Know your target audience … see, mine is quite young to quite old. So I choose music from the 70’s and 80’s, with an up-beat tempo … like The Rolling Stones, or Van Morrison … but albums they released before they were famous. That way the older generation say, “Wow, that song is great … it sounds familiar … who is it.?” The younger audience like it for the up-beat tempo … but need to ask who it is … Why you ask? It creates conversation and interaction.
Now – back to the senses. I wanted the grill to be ‘front and center’, so when our guests arrive, the first thing they see and smell, is the wood burning grill and the theatrical flames we added to highlight the grill.
So – to the food. I like to take the classic dishes and give them a modern twist. This brings familiarity to people, but does not alienate them with words and cooking styles they may not understand … which makes them feel uncomfortable … and us, pretentious. I need my 2-year-old God Son, my 84-year-old Mother, and everyone in between, to see there is something for everyone … yet maintaining the integrity of what I want to deliver.
The overall design needs to fit the brief.
Like a BMW, it needs to be built from the consumers’ view from the driver’s seat first and foremost …
It all starts with the chairs and tables …
How high does the table need to be so a woman can comfortably cross her legs?
Can a man hide his little ‘man belly?’
Is the back of the seat close enough, but far enough way to sit back and relax?
Does the seat pillow not leave marks on a woman’s legs if she has a dress on.
Is it real leather so to not sweat and feel uncomfortable?

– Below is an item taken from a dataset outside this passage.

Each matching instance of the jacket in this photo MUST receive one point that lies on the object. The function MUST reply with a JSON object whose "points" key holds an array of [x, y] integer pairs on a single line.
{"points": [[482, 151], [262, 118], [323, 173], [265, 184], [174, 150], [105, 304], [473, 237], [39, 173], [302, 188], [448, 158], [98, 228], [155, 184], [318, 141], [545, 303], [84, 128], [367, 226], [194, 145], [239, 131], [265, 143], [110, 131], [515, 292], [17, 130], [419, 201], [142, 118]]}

Can they get out of the chairs gracefully? (Assuming they haven’t had too much wine?)
And that’s just the seat.
So you can imagine with over 1,114 pieces of custom pieces in Robert Marchetti The Plantation Grill, detail is everything.
Integrity of design means everything.
So, what do I do … I sit at every seat in the house.
I don’t want to be sitting near toilet doors.
I don’t want to see the wash up area in the kitchen.
I don’t want a cold chill from the air conditioner down my back.
Like a great film set, this all adds to building a great experience. You only get one chance – which is the biggest difference between a Restaurant and Film/Motion Picture – we don’t have the luxury of a second take … and we cannot edit mistakes.
We wear them on the chin, so to speak, and work through them. That’s why everything matters … not just the food, service or wine. One day you will have an average run, for example … average food or service. But if you have given your guest enough reason to come back – they will forgive you. But only if you deal with mistakes you make – honestly and professionally.
Human error occurs everywhere – even at NASA (yikes!)
I’m not building a Temple for me to preach…
I am building an escape to stimulate your sensory experiences and entertain you.
I want you to leave feeling better than when you arrived.